Il existe des pierres votives à l'attention de Mercurius Cimbrius/Cimbrianus qui ont été trouvées à Heidelberg (1, 2), à Mittelberg (1, 2) et à Mayence (1, 2).

A noter également que le taureau aurait pu avoir une certaine symbolique pour ce peuple si l'on en croit le récit de la bataille de Verceil.
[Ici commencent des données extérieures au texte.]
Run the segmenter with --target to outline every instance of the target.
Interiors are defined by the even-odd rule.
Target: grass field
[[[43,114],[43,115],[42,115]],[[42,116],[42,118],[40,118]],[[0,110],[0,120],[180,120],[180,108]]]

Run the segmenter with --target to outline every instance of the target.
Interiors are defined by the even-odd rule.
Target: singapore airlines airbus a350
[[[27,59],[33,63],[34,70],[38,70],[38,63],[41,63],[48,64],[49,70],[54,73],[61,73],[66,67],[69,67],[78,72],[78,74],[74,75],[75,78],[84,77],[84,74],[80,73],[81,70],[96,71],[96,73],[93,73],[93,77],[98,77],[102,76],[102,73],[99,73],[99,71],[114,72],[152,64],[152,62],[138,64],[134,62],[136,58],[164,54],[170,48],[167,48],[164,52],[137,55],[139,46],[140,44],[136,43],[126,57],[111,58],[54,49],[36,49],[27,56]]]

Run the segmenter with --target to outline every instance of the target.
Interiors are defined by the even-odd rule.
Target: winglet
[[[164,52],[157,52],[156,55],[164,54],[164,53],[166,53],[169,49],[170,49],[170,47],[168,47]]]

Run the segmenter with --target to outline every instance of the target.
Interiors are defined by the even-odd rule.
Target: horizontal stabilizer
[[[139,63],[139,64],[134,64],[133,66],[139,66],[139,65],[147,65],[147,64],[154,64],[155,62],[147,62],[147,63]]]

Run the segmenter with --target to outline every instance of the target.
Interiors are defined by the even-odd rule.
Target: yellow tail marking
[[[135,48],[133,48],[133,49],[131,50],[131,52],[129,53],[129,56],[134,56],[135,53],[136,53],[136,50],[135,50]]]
César écrit à propos des Atuatuques :

Eux-mêmes descendaient des Cimbres et des Teutons, qui, dans leur marche sur notre Province et l'Italie, avaient laissé sur la rive gauche du Rhin les convois qu'ils ne pouvaient emmener avec eux, avec six mille hommes d'entre eux pour les garder et les surveiller. Ceux-ci, après l'anéantissement de leur peuple, furent longtemps en guerre avec leurs voisins, tour à tour attaquant ou attaqués. Ils avaient enfin fait la paix, et d'un commun accord élu domicile en ces lieux.

 

Teutons (latin : Teutones)

Les Teutons sont également mentionnés chez Pomponius Mela, qui écrit aux alentours de 43 ap. J.C :

Au-dessus de l’Albis [Elbe] est le grand golfe Codan, semé d’îles grandes et petites: c’est pour cela que la mer qui baigne ces îles n’a nulle part beaucoup de largeur, et ressemble moins à une mer qu’à une multitude de rivières qui se croisent dans tous les sens et sortent de leur lit en plusieurs endroits. Près du rivage, cette mer, resserrée par des îles peu et presque partout également éloignées du continent, ne paraît être qu’un détroit, et, dans la courbe qu’elle décrit, présente la forme d’un long sourcil. Dans ce golfe sont les Cimbres et les Teutons, au delà desquels sont les Hermions, à l’extrémité de la Germanie.

Dans l'Histoire Naturelle, Pline l'ancien décrit les Teutons explicitement comme étant l'une des composantes des Ingaevones en compagnie des Cimbres et des Chauques.